The key points of Software Design X-Rays
How do you analyze a very large Legacy codebase?
Where do you start when your system is distributed across dozens of micro-services?
How do you identify development bottlenecks and prioritize refactoring?
In his book [Software Design X-Rays](https://www.google.com/search?q=software+design+x-rays&oq=soft, Adam Tornhill presents a very unique approach to answer these questions. It’s a mix of software architecture and human psychology that generates powerful techniques to tackle large codebases.
Yet, I realized it’s not a very known book.
I’ve read Your Code as a Crime Scene from the same guy. How is this different?
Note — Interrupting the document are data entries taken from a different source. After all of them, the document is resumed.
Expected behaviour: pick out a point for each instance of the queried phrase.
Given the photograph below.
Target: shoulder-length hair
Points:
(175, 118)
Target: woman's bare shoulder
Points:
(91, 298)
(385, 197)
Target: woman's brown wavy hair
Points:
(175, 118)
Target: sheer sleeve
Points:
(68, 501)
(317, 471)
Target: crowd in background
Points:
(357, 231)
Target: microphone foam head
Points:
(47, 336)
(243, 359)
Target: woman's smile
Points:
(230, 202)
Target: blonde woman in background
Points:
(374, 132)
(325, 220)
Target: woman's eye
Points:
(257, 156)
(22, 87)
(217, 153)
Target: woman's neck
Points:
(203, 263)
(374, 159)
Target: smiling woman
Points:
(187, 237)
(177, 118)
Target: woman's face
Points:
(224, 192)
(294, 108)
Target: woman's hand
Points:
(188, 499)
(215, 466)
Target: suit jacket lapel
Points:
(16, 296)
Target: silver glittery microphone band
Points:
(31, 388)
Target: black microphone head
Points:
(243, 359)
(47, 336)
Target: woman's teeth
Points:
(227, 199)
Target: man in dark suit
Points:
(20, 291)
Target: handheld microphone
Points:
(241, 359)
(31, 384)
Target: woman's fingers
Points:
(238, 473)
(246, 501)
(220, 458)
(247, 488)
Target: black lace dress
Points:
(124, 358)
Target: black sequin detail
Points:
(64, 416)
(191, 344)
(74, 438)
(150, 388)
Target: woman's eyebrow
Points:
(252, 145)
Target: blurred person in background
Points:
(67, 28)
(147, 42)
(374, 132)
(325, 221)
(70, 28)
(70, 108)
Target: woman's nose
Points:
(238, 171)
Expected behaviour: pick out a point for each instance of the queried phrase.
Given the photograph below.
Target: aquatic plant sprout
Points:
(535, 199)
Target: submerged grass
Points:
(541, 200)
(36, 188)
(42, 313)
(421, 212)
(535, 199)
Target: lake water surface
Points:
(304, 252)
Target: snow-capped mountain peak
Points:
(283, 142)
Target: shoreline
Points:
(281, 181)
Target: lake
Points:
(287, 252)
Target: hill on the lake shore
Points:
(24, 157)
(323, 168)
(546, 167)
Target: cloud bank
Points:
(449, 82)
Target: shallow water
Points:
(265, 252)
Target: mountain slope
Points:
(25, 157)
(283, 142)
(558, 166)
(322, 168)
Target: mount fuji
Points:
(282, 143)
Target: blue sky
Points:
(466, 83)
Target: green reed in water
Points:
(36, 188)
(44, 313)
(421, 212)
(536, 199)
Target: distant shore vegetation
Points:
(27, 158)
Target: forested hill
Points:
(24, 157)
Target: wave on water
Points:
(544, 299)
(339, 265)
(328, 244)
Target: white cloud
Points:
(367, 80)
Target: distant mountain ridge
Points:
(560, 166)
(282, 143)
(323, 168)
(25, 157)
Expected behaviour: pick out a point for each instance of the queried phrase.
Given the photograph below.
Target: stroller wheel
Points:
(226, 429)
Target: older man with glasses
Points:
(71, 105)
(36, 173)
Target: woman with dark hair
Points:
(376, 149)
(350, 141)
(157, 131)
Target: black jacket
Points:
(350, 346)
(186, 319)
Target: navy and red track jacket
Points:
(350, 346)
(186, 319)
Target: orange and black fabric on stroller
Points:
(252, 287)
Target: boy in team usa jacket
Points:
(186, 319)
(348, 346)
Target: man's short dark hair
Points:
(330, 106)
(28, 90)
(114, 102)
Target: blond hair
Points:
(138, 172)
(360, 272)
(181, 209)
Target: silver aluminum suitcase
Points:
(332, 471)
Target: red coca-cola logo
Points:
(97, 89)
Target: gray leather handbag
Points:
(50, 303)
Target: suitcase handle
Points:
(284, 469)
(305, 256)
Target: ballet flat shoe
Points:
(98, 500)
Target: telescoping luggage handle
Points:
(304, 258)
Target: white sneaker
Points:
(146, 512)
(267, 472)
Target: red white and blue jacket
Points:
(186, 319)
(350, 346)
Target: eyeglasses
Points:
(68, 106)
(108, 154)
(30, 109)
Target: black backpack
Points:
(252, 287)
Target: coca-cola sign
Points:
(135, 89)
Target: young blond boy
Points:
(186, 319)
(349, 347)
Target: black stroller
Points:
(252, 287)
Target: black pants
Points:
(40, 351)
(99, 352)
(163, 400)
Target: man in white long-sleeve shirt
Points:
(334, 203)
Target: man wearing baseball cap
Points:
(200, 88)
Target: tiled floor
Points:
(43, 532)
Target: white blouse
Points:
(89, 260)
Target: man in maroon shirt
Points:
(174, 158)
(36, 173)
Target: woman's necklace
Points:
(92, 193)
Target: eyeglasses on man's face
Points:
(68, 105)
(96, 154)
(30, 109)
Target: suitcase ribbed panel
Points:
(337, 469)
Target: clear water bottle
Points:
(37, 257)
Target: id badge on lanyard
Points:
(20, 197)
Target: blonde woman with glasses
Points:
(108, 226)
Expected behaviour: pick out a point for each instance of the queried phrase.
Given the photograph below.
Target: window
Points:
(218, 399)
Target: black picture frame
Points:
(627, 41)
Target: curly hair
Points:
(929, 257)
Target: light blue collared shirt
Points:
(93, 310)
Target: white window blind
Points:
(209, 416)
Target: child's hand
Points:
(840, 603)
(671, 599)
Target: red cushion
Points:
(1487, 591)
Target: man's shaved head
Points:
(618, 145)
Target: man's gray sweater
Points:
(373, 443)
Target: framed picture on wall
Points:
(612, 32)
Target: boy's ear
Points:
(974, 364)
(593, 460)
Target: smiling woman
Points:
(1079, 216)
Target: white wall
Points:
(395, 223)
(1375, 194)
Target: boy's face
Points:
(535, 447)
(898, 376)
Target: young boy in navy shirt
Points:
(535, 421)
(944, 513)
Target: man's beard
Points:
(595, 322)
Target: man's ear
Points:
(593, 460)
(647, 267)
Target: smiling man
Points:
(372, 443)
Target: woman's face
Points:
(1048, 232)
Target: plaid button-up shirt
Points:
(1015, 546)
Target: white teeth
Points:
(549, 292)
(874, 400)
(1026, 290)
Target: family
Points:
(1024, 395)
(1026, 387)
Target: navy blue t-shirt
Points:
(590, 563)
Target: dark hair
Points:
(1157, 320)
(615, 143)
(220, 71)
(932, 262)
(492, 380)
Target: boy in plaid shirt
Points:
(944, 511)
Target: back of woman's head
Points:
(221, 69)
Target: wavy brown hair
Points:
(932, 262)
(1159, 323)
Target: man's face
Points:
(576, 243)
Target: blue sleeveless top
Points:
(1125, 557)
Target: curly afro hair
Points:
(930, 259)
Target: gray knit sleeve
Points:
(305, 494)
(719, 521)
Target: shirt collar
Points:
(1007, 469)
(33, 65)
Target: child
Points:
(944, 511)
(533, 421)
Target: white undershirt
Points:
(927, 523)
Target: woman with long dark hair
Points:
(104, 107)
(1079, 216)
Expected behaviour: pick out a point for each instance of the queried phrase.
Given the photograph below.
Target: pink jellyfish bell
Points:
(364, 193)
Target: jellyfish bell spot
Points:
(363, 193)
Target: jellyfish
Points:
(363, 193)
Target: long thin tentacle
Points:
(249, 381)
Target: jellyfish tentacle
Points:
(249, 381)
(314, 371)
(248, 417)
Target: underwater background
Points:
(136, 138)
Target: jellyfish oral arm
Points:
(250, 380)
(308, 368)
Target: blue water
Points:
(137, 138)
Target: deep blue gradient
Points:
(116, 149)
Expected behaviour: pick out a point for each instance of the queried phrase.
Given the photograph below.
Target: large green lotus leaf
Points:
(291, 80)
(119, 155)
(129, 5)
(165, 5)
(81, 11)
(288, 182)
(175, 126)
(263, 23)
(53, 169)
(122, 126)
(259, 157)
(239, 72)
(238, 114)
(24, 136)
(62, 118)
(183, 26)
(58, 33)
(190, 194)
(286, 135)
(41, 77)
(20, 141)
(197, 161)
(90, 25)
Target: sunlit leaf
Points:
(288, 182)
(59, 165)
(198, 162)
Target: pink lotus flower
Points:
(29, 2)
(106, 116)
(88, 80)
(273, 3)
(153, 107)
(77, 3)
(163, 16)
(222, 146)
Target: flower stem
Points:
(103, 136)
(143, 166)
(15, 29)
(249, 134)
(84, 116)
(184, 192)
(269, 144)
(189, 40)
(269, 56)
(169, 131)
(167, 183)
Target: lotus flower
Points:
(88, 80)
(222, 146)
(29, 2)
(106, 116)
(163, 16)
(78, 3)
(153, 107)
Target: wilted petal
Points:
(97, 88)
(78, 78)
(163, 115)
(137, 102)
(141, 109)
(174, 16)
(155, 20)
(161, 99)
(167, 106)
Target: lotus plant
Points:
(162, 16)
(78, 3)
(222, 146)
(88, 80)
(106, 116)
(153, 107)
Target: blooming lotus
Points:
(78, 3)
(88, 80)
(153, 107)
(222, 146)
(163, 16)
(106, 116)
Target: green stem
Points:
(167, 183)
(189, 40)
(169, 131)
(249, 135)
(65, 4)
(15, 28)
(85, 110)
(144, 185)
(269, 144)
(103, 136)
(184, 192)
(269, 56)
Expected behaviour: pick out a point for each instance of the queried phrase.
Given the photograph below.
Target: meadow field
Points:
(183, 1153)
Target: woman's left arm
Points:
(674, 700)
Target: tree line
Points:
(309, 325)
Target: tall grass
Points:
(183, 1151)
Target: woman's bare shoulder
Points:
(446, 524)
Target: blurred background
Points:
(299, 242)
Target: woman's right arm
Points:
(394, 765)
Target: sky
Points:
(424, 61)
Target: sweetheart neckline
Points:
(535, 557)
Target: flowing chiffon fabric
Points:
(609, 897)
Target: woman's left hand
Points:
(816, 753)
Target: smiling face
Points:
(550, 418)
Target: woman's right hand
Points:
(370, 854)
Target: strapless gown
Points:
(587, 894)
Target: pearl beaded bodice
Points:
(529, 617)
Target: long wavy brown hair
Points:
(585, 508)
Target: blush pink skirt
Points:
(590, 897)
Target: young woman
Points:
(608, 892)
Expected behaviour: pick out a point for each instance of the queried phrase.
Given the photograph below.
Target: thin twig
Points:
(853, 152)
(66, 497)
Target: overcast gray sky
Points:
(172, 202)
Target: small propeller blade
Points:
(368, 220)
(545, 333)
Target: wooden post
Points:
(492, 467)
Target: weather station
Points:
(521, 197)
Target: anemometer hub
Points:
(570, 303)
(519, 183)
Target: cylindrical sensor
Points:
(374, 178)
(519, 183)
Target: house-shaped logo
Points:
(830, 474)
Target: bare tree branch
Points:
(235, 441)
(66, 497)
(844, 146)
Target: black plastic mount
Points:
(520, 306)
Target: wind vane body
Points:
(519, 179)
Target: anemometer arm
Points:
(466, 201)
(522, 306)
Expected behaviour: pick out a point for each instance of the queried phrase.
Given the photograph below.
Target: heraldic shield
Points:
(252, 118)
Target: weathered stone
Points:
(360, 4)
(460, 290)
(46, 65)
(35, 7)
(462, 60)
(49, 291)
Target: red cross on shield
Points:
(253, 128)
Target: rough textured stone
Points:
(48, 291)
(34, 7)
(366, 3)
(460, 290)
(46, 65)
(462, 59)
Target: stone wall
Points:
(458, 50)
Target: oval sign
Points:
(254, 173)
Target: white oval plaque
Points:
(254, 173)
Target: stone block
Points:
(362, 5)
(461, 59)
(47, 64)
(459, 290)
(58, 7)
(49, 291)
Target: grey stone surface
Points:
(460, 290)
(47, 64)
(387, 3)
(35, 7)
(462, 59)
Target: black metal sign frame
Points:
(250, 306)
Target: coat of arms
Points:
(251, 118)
Well, “Software Design X-Rays” was written after “Your Code as a Crime Scene”. While the forensics flavor of the book was fun and all, Adam stopped referring it too much to avoid getting the reader distracted. The content is much more polished!
Let me give you my summary of what’s inside the book and why I think it can help you:
The book focuses on giving you the answers to these 3 questions:
- Where’s the code with the higher interest rate?
- Does your architecture support the way your system evolves?
- Are there any productivity bottlenecks for inter-team coordination?
To do so, Adam presents a technique called Behavioral Code Analysis. It uses the information contained in your Version Control System (VCS) to help you make smart decisions on large codebases.
Technical Debt isn’t really a problem if you don’t have to maintain it.
Static analysis tools consider all debt to be equivalent. They report countless of code smells that you have no choice but to focus on the critical ones. Still, that leaves plenty of things to clean up!
That’s why you should use the time dimension to identify Hotspots: places where you should focus the Refactor efforts in a large codebase if you want to be super effective.
If you want to learn how to generate and use these, I presented the technique in details:
- Focus refactoring on what matters with Hotspots Analysis
- Convince managers to address Tech Debt with Enclosure Diagrams
Interestingly, hotspots tend to stay here because people are afraid to tackle them. So they attract even more complexity and become problematic bottlenecks.
When it comes to evaluating the complexity of the code, many metrics compete. The most popular is probably Cyclomatic Complexity. Yet, it’s fascinating to see that the count of Lines Of Code (LOC) is often a good enough indicator!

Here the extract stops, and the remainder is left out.